Can ChatGPT Replace Traditional KBQA Models? An In-depth Analysis of the Question Answering Performance of the GPT LLM Family

Yiming Tan,Dehai Min,Yu Li,Wenbo Li,Nan Hu,Yongrui Chen,Guilin Qi
DOI: https://doi.org/10.48550/arXiv.2303.07992
2023-09-20
Abstract:ChatGPT is a powerful large language model (LLM) that covers knowledge resources such as Wikipedia and supports natural language question answering using its own knowledge. Therefore, there is growing interest in exploring whether ChatGPT can replace traditional knowledge-based question answering (KBQA) models. Although there have been some works analyzing the question answering performance of ChatGPT, there is still a lack of large-scale, comprehensive testing of various types of complex questions to analyze the limitations of the model. In this paper, we present a framework that follows the black-box testing specifications of CheckList proposed by Ribeiro et. al. We evaluate ChatGPT and its family of LLMs on eight real-world KB-based complex question answering datasets, which include six English datasets and two multilingual datasets. The total number of test cases is approximately 190,000. In addition to the GPT family of LLMs, we also evaluate the well-known FLAN-T5 to identify commonalities between the GPT family and other LLMs. The dataset and code are available at <a class="link-external link-https" href="https://github.com/tan92hl/Complex-Question-Answering-Evaluation-of-GPT-family.git" rel="external noopener nofollow">this https URL</a>
Computation and Language
What problem does this paper attempt to address?
The problem that this paper attempts to solve is to evaluate large - language models (LLMs), especially the GPT - family models represented by ChatGPT, in knowledge - base - based complex question - answering tasks (KB - based Complex Question Answering, KB - CQA), and whether these models can replace traditional knowledge - base - based question - answering (KBQA) models.
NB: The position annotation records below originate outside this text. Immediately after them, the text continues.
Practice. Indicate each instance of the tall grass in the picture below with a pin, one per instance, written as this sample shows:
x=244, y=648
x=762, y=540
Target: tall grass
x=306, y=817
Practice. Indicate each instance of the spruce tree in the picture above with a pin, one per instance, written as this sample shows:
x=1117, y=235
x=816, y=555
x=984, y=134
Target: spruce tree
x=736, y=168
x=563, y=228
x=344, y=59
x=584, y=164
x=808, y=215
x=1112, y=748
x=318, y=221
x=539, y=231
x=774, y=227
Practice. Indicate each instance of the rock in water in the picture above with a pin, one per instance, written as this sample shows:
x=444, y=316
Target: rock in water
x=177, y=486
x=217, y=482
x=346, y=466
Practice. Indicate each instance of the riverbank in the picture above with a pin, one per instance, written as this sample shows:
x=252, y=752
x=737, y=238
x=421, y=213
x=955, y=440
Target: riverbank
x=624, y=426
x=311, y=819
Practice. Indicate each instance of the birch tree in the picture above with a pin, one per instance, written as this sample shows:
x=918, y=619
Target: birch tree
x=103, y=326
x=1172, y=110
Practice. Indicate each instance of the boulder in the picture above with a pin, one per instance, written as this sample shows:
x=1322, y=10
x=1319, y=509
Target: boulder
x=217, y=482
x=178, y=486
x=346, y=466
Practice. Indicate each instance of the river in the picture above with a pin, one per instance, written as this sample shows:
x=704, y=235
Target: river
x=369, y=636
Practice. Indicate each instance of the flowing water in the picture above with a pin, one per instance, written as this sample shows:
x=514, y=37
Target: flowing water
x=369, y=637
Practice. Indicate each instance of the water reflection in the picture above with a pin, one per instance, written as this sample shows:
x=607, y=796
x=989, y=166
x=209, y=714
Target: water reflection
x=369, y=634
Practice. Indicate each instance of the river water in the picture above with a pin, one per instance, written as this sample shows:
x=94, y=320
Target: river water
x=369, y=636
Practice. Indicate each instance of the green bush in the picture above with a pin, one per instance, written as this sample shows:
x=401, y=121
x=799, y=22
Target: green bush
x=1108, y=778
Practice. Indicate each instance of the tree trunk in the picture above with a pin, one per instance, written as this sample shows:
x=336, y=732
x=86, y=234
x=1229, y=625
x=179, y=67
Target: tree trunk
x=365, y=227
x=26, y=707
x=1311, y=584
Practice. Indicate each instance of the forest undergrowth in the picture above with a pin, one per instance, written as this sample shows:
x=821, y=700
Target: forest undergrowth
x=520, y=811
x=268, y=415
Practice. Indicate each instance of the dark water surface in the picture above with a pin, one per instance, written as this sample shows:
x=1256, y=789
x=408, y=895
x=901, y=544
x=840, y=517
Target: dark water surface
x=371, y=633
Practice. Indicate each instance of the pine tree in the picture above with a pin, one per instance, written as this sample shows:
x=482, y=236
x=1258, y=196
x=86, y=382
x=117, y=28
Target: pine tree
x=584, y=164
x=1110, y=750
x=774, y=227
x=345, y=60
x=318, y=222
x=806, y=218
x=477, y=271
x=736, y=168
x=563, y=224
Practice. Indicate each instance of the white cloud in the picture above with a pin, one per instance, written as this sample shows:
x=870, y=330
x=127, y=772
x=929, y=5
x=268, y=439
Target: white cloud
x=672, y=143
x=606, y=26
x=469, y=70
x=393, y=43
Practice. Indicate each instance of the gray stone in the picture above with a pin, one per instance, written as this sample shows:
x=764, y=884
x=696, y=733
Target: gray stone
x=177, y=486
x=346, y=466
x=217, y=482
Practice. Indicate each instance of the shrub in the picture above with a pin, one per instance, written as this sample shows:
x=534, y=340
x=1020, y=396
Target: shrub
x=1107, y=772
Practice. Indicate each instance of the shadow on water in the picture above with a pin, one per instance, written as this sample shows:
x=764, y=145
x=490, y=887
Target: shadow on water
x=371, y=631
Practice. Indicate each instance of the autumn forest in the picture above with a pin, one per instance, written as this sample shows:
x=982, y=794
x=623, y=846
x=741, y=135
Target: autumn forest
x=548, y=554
Specifically, the paper focuses on the following aspects: 1. **Model performance evaluation**: By constructing a framework containing eight real - world KB - CQA datasets, conduct large - scale tests on ChatGPT and its related LLMs to evaluate their answering abilities on different types of complex questions. 2. **Model comparison**: Not only the GPT - family models are evaluated, but also the well - known non - GPT - family LLM FLAN - T5 is introduced for comparison to identify the commonalities and differences between the GPT - family and other LLMs. 3. **Technical progress analysis**: By comparing different versions of GPT models (such as GPT - 3, GPT - 3.5 v2, GPT - 3.5 v3, ChatGPT and GPT - 4), analyze the technical progress of each generation of models and the performance improvements they bring. 4. **Multilingual ability evaluation**: In addition to English datasets, two multilingual datasets are also included to evaluate the performance of the models in different languages and explore the development trend of their multilingual processing abilities. 5. **Feature label evaluation**: Conduct a detailed analysis of the performance of the models according to the types of questions (such as answer types, reasoning types and language types) to reveal the advantages and disadvantages of the models on different types of questions. Through these evaluations, the paper aims to fully understand the potential of existing LLMs in answering complex knowledge questions and whether they have the ability to surpass or replace the current best KBQA models.